Sekarang aku sedang membaca sebuah buku tentang kata-kata dan efeknya pada manusia dan lawan bicara. Kupikir aku memang membutuhkannya karena aku sering kesulitan jika harus mengungkapkan sesuatu. Dari bacaan ini aku menyimpulkan, kata-kata adalah sebuah bentuk yang tidak memiliki makna, tapi sebuah hubungan antarmanusia yang memberinya sebuah makna dan arti. Terkadang kita menangkap sebuah kata-kata yang sama dari orang yang berbeda dan mengartikan kata-kata tersebut dengan cara yang berbeda juga. Waktu aku membaca semisalnya, aku mengingat betapa seringnya aku salah memahami dan salah dipahami. Terkadang aku merasa kesal waktu aku disalahpahami. Tapi di sisi lain aku sering salah paham pada perkataan orang lain dan berlagak tidak peka di hadapan mereka.
Jika boleh jujur, tanpa diungkapkan sekalipun aku mengerti dari tatapan seseorang, dari sikap dan bagaimana dia menjaga jarak dalam ucapannya. Tapi aku selalu berlagak tidak tahu karena sebuah kata-kata.

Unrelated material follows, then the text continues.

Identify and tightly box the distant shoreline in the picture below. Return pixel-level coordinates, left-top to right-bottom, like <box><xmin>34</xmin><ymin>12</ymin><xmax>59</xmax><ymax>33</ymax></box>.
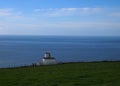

Waktu aku masih duduk di bangku sekolah pertama, aku sering berspekulasi tentang ucapan orang lain. Tentu tidak semuanya benar, tapi kebanyakan adalah hal yang benar dan aku mengungkapkannya dengan jelas di hadapannya langsung. Waktu itu temanku seperti menyembunyikan sesuatu dan tidak ada yang menyadarinya, di sini yang kumaksud adalah tentang perasaannya. Dia seperti memendam sesuatu dan dari kata-katanya dia menahan apa yang mau diungkapkan. Maka aku langsung berniat memintanya mengatakannya dengan wajah yang polos dan penasaran. "Hah? Jangan sok tahu." Aku tahu dia sebenarnya ingin melindungi dirinya sendiri. Tapi karena perkataan itu aku jadi tidak pernah menanyakan perasaan orang lain. Terkadang saat mendengarkan cerita orang lain, aku ingin menanyakan dan berbagi pendapat dengannya. Tapi saat aku ingin mengungkapkan banyak hal, bayangan tentang teman lamaku dan perkataannya selalu muncul di kepalaku kemudian aku menarik lagi niatku.
Itu adalah sebuah hal yang disebabkan oleh kata-kata. Walaupun temanku sudah meminta maaf dan tidak bermaksud menuduhku, tapi karena dia memang ragu untuk mengungkapkannya karena malu, tapi bekas dari kata-kata itu tidak pernah hilang.
Aku tidak pernah dendam pada siapapun, bahkan jika seandainya aku dibuang dan dicampakkan, aku tidak pernah membenci siapapun. Tapi, aku akan menahannya dan mendapat efek jangka panjang.
Kuharap, untuk diriku sendiri, aku bisa mengatakan banyak hal tanpa takut karena kata-kata.